Johnny Herbert: After doom and gloom about Lewis Hamilton, Ferrari showed all you need is zoom

On top of the world | Sebastian Vettel did not excel in qualifying by took the chequered flag in Melbourne
SAEED KHAN/AFP/Getty Images
Johnny Herbert7 April 2017

If Formula One’s new owners were looking for the spark to light up the new era for the sport, they found it in Melbourne. After years of Red Bull dominating followed by Mercedes’ spell sweeping all and sundry aside, we have a proper championship battle on our hands.

It’s only one race into a marathon 20-race season but already it looks like we have two clear protagonists in that title battle in Sebastian Vettel and Lewis Hamilton, the two grateful recipients of those passages of dominance.

And there may be two more come China: Kimi Raikkonen struggled with understeer in Australia while Valtteri Bottas has only had a few days in the Mercedes against the quickest driver in F1. Both will get better in their respective cars.

I know Red Bull have downplayed themselves and they were very much third best, but you’d write them off at your peril. They’ve got some big upgrades coming and, despite them saying otherwise, I expect them to feature right up there in the third race in Bahrain. So that title battle has the prospect of going from two to four to six.

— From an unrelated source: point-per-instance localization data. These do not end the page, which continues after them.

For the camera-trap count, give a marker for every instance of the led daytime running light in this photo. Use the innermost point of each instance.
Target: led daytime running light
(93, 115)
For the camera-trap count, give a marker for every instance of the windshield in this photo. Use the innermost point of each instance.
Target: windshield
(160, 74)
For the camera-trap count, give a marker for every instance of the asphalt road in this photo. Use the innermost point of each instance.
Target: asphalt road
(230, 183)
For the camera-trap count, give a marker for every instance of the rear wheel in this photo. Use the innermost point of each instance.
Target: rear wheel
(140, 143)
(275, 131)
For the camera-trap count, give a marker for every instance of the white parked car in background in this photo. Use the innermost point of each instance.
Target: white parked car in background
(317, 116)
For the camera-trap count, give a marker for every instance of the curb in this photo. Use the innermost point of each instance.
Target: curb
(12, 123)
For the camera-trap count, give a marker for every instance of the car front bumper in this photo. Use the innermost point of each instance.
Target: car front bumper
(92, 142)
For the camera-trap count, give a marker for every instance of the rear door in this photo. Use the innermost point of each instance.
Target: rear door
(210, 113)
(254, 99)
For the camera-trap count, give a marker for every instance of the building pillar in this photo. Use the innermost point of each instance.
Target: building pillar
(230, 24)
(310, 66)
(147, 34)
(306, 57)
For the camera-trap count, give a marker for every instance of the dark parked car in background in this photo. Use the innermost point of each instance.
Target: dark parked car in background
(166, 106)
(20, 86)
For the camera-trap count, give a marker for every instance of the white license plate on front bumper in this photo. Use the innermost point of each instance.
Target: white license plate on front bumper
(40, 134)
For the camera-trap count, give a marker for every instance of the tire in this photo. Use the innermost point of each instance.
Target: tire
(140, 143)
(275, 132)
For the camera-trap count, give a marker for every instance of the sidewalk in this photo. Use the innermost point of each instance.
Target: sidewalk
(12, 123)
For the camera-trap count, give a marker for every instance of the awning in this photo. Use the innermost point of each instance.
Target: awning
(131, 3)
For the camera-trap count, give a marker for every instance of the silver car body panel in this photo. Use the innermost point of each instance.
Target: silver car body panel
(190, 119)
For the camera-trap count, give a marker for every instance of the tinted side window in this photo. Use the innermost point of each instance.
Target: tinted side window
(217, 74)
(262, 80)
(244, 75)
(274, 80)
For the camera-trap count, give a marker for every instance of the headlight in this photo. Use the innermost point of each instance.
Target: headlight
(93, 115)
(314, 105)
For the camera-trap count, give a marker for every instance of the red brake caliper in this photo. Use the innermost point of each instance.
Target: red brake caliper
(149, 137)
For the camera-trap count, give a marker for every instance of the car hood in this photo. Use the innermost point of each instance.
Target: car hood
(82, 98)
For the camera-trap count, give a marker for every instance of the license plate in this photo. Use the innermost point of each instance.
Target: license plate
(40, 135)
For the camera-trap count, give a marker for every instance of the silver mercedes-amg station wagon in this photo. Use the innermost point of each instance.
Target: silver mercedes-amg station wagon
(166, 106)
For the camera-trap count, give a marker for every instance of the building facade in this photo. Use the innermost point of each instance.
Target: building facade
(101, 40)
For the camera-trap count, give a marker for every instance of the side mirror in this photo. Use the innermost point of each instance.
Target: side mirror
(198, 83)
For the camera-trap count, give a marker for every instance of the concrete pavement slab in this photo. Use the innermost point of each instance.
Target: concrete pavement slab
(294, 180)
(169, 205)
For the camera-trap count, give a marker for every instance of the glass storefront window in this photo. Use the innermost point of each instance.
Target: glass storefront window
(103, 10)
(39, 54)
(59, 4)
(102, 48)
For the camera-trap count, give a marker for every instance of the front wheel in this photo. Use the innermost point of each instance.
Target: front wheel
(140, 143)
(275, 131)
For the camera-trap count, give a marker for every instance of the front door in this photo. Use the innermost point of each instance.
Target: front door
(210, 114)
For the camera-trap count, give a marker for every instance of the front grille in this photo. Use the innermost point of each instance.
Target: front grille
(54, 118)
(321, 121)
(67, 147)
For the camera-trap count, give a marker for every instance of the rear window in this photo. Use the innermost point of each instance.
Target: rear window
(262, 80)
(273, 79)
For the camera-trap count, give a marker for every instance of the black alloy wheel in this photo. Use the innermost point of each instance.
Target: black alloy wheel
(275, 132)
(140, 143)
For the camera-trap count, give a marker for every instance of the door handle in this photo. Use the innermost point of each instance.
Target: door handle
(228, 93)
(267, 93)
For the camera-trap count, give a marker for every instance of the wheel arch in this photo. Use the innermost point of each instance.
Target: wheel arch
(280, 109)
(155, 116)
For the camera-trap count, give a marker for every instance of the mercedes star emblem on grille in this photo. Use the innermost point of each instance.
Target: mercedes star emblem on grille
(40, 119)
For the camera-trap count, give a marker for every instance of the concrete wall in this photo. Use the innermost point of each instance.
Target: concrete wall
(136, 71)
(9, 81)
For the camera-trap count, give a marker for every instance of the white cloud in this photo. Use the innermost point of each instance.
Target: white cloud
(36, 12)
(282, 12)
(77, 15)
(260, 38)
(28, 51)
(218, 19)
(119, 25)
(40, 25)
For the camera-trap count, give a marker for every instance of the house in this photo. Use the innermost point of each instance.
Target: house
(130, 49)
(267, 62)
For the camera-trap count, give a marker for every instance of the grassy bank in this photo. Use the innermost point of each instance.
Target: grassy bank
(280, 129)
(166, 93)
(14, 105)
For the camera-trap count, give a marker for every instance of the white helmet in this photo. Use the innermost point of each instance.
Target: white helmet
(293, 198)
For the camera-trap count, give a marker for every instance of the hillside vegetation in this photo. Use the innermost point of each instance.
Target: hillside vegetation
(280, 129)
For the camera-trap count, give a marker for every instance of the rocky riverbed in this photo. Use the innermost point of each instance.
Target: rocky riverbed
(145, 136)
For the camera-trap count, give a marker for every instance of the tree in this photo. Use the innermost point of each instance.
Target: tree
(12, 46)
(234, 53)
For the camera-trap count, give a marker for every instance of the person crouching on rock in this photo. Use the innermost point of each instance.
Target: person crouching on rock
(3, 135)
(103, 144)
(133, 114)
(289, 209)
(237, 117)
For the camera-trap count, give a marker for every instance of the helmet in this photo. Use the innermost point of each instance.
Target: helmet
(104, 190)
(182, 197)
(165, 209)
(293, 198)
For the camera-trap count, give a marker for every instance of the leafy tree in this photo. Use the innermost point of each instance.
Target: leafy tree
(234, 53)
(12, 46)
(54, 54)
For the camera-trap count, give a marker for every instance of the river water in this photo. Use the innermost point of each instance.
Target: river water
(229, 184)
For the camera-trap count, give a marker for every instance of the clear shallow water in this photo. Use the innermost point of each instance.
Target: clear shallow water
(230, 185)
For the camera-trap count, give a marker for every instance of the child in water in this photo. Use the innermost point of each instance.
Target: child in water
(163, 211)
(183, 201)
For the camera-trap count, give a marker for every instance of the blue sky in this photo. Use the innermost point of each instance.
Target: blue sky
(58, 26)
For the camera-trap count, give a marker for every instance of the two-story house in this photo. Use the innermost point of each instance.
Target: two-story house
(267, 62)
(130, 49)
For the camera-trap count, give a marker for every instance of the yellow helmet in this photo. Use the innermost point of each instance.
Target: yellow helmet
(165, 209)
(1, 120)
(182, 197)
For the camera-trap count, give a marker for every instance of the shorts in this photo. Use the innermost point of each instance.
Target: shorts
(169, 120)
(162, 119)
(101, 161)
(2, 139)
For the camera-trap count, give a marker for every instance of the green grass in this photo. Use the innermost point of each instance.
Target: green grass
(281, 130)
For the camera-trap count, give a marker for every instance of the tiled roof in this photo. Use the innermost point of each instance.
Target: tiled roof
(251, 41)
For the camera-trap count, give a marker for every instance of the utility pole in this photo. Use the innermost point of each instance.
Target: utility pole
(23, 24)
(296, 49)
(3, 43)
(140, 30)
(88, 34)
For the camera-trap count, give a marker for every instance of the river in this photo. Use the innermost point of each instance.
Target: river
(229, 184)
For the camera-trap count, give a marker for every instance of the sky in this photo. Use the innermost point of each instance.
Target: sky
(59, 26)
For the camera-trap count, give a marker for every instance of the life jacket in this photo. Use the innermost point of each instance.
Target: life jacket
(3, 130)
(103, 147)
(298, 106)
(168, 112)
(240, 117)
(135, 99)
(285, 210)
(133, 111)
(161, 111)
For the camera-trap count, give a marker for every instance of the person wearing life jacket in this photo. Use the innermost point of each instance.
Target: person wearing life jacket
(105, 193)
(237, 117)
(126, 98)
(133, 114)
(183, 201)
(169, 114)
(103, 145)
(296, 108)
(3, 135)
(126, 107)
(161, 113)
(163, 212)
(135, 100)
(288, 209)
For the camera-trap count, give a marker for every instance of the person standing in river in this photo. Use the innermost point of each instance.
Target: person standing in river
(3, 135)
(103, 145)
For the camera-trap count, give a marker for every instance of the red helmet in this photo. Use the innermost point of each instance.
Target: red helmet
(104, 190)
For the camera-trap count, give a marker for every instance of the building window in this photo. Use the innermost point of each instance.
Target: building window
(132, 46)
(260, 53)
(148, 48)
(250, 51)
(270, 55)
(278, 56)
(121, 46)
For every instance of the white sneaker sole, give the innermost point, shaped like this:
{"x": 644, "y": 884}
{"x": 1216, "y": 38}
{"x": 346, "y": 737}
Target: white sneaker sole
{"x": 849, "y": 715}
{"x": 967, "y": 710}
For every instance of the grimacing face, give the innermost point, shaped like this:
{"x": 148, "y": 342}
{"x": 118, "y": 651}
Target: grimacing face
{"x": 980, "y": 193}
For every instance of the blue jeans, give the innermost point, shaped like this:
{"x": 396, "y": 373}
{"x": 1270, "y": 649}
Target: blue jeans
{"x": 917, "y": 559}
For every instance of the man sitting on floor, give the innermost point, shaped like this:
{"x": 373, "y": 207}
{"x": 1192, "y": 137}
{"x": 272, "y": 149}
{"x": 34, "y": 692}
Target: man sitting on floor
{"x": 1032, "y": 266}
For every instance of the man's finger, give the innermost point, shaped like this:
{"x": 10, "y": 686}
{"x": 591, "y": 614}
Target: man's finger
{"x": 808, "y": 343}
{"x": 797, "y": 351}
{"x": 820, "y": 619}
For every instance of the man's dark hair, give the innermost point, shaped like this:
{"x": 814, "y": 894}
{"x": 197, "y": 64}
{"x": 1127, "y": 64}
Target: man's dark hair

In the past, I’ve spoken about how Melbourne can be a real anomaly of a track, that it throws up results we don’t expect which aren’t necessarily indicative of the season that lies ahead. But with regards to Ferrari and Vettel in particular that simply isn’t the case.

You can’t overplay how much of a turnaround they’ve made — it’s been massive. They had a huge deficit to Mercedes last season and now they genuinely have a car to match Mercedes, maybe even surpass them.

One race in, we simply don’t know but what’s clear from the moment they first rolled out the Ferrari in testing, it worked. I’ve always said in testing that it’s pretty clear from the off whether it’s a good or great car. For 2017, it appears to be great and the timesheets don’t lie — they were pretty much at the top from the off. That’s quite telling.

Okay, so they don’t have the ultimate pace, as we saw in qualifying. After Saturday, a few people were doom and gloom that Lewis was going to walk away with the championship but Ferrari have the pace that matters… race pace.

Seb did enough to stay on Lewis’ coat tails and the key facet to Ferrari’s strength was their tyre wear. Lewis made no secret over the team radio and in his interviews after the race that he was struggling with tyre degradation. In Australia, the Ferraris were pretty kind to the Pirelli rubber. And the way that China works, I’d expect Ferrari to be the team to beat there as well.

There’s long corners there that push the outside of the tyres and there’s never enough time to allow those tyres to properly cool. Ferrari have all the right ingredients to deal with such issues and win back-to-back grands prix for the first time since 2010.

I know people bemoaned the lack of overtaking at Albert Park — there were no more than a couple of overtakes all race — but it’s always been like that since the race moved to Melbourne in 1996. I remember being in the Sauber one year behind Jacques Villeneuve’s Williams and I had the chance early on to overtake but didn’t quite commit.

I thought to myself, ‘Don’t worry, I’ll get another chance’ but I didn’t for the rest of the race. That’s just the sort of place it is. So I don’t think we can suddenly turn around and blame the new cars for a lack of overtaking at this stage, although that may yet prove to be the case.

McLaren about to get progress report

China can be a brutal track at highlighting a car’s deficiencies. I think McLaren surprised a lot of people after a very tough winter and all the problems with the Honda engine in how they eventually fared in Melbourne. For a time, it looked like Fernando Alonso might be in the points. But China will fully lay bare how much they’re lacking from their power unit, and it could be a very telling weekend for the team as they struggle to get back to where they once were. In China, we’ll get a true indication of the picture of things for Alonso and Co.

What I’d say is that visually the cars look so much better and what’s great is that we have a proper race for the championship from two drivers within two different teams. Genuinely, I believe Bottas will become a title contender.

I was properly impressed with how critical he was on himself despite shadowing his new team-mate to third place in his first race for his new team. It shows his out-and-out hunger to do the job.

There’s no shortage of motivation for him. Firstly, he has the job of trying to beat the quickest guy out there in the same machinery, but what’s good is that the threat of Ferrari and, in time, Red Bull, ensures he doesn’t get obsessed with the inter-team battle and his mind is focused on the other challenges out there. For now, though, it’s Seb v Lewis and that’s plenty to get excited about.